Published April 26, 2012
LOS ANGELES – Orange County Family Services reps and a police officer reportedly visited the home of Nadya “Octomom” Suleman on Tuesday following a complaint filed by Suleman’s hair stylist claiming her 14 young children are living in neglectful and unsanitary conditions.
Photographs published by TMZ show writing on the walls and children going to the bathroom in portable training toilets in the backyard. According to the website, only one toilet in the house is operational, and while Suleman – who receives $2,000 a month in government assistance – dismissed a $150 plumber’s quote as “too expensive,” she spent almost $600 on having her hair done.
Photographs also showed she may have locked the children in a room with a chair while her tresses were being tended to.
California defense attorney David Wohl told FOX411’s Pop Tarts column that Child Protective Services will likely engage in a thorough investigation of Suleman’s home to further determine whether the children are at a substantial risk of harm.
“In the worst case scenario, Child Protective Services will file a petition with the Juvenile Court asking the kids to be removed from their home and either be placed in relative care or foster care. Octomom would then be offered reunification services, including parenting classes and counseling, and she'd be given up to18 months to get her kids back in her care,” he explained. “If after that time had expired the kids could not be returned, they could be placed in legal guardianship with someone else – or even be adopted out.”
Citing confidentially clauses, Social Services Agency's (SSA) Children and Family Services rep Terry Linn Fisher, would neither confirm nor deny whether the Department had visited Suleman, or if any further investigation was underway. However, she did affirm that, generally speaking, the SSA’s goal is not to remove children from their parents, but to strengthen families.
“It is not against the law to have dirty clothes on the floor or writing on the walls, [nor are there] laws that tell us how we have to toilet train children. Social workers look for dangers that pose an immediate safety threat to the children, like drugs on the floor or rotting food to be fed to the kids,” Fisher explained. “The law says ‘good enough parenting,’ but it’s not against the law to not have a totally pristine home.”
Fisher also noted that if parenting body is somewhat “overwhelmed,” yet the children are not in an unsafe environment, the SSA then offers voluntary services and makes recommendations to support the family unit, which parents have the right to accept or refuse.
But based on the controversial photographs taken by the stylist, California-based family attorney Debra Opri said that Suleman’s situation warrants further investigation.

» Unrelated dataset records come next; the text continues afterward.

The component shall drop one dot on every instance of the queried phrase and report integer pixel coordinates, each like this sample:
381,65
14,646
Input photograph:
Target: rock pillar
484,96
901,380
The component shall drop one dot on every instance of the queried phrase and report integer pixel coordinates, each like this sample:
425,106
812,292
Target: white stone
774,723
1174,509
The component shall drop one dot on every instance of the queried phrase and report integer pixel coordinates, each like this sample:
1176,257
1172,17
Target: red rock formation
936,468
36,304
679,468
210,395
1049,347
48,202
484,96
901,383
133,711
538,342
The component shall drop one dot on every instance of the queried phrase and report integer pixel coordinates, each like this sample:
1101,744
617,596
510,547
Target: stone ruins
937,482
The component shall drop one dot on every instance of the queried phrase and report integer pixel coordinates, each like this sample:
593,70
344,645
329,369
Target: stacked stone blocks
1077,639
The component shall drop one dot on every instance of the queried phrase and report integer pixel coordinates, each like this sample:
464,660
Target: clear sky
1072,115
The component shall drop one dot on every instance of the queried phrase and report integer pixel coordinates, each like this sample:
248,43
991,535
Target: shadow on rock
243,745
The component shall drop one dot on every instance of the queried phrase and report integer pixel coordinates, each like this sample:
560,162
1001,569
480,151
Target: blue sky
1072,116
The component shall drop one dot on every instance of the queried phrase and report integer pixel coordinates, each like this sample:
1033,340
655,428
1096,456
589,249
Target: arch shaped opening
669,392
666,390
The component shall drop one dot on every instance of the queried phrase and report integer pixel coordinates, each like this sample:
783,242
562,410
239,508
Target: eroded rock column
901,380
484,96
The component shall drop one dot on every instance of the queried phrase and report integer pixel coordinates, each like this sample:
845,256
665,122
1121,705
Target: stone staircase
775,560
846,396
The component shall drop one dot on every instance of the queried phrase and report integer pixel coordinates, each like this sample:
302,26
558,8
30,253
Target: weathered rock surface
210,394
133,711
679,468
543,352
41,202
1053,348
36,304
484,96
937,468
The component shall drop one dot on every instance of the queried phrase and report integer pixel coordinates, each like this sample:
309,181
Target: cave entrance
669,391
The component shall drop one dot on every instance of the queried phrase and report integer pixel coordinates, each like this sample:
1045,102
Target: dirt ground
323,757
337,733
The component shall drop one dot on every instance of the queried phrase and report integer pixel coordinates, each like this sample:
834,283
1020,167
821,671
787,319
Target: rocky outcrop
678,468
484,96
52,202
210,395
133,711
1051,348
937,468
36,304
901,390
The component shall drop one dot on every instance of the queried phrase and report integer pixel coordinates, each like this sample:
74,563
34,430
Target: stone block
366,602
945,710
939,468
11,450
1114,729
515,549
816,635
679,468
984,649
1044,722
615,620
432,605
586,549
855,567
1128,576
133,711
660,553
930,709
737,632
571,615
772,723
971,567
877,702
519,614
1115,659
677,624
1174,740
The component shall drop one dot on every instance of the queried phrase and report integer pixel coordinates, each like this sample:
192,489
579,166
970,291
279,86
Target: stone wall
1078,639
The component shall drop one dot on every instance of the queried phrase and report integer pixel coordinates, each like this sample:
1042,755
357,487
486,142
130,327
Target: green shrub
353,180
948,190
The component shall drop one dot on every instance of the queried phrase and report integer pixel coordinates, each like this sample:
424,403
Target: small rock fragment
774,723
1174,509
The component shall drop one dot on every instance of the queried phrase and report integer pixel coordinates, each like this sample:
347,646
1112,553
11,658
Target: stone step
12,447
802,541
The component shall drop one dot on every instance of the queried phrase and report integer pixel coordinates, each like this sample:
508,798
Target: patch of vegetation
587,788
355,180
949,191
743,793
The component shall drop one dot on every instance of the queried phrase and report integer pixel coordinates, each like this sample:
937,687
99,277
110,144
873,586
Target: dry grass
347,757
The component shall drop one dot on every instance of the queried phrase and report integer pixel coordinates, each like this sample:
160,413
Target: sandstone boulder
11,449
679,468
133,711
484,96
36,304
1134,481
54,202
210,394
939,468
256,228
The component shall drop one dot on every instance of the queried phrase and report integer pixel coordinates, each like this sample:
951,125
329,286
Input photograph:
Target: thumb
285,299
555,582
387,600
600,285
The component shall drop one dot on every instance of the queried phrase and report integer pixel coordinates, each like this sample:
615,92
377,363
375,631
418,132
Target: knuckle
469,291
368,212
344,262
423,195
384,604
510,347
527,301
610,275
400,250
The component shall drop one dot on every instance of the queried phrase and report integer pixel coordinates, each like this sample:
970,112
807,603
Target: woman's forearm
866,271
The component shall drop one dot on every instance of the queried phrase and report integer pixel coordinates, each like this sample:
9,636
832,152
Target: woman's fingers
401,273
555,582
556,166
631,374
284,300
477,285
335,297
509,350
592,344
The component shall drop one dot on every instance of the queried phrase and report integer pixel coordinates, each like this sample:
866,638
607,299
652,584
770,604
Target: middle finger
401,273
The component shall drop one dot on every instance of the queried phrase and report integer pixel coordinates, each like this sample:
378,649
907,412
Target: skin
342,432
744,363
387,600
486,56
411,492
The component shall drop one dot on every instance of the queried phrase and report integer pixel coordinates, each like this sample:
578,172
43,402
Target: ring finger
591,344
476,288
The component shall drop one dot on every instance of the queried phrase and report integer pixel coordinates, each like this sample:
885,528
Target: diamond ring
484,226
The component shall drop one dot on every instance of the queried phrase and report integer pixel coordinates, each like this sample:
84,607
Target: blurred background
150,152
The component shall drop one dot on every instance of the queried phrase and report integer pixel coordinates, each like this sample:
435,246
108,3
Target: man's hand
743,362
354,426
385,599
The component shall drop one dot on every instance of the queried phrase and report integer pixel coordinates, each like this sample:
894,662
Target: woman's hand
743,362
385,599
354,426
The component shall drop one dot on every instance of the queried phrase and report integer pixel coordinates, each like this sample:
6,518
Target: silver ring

“Pictures are always the best evidence, and they clearly depict something is out of control here. A lot of questions need to be asked. Is she providing her children with adequate nutrition, bathing, and are they sleeping properly? The litmus test is not whether she can afford to raise her children, but rather if their cares are being adequately met,” Opri said. “Personally, I was disgusted. I hope that Social Services would be out there now investigating, looking for health hazards like defecation in the backyard or why she felt the need to lock them in a room like that.”
When questioned by TMZ photographers on Wednesday morning, Suleman declined to comment.
This isn’t the first time the allegedly cash-strapped mom of many has raised eyebrows. Last month, Suleman resorted to posing topless for European magazine Closer, reportedly earning $10,000 for the shoot.